Colorado lawmakers are again considering banning red light cameras.

(AP Photo/M. Spencer Green)

As Colorado lawmakers debate a bill to ban the use of red light cameras, one of their colleagues, Ed Perlmutter, has introduced a bill in Congress seeking to eliminate them across the nation.

The debate about automated red light and speeding cameras hinges on whether they improve public safety or if municipalities use them to make money.

Denver District Attorney Mitch Morrissey has lauded the cameras as a tool to catch and prosecute those who flee the scene of an accident. He says that the technology needs improvement, but is necessary because it “changes people’s behavior” and makes roads safer.

Perlmutter, a Democratic representative for Colorado's 7th District, says "there is some safety aspect to it," but adds, "I think it has turned into something beyond that, which is to generate revenues.”

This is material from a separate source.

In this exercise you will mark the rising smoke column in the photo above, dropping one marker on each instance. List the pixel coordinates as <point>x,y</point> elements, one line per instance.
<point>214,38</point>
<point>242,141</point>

Morrissey on safety concerns:

"What I know is we average about 17 hit and runs a day in Denver. Anywhere from fender benders to fatals, where people are being killed... These lights change people's behavior."

Perlmutter on cameras being used to identify hit and run suspects:

"He, I think, is as much concerned about having some kind of ability to see if somebody leaves the scene of an accident, which is not a photo radar or a red light camera kind of issue. You can still have cameras to see if somebody is leaving the scene of an accident."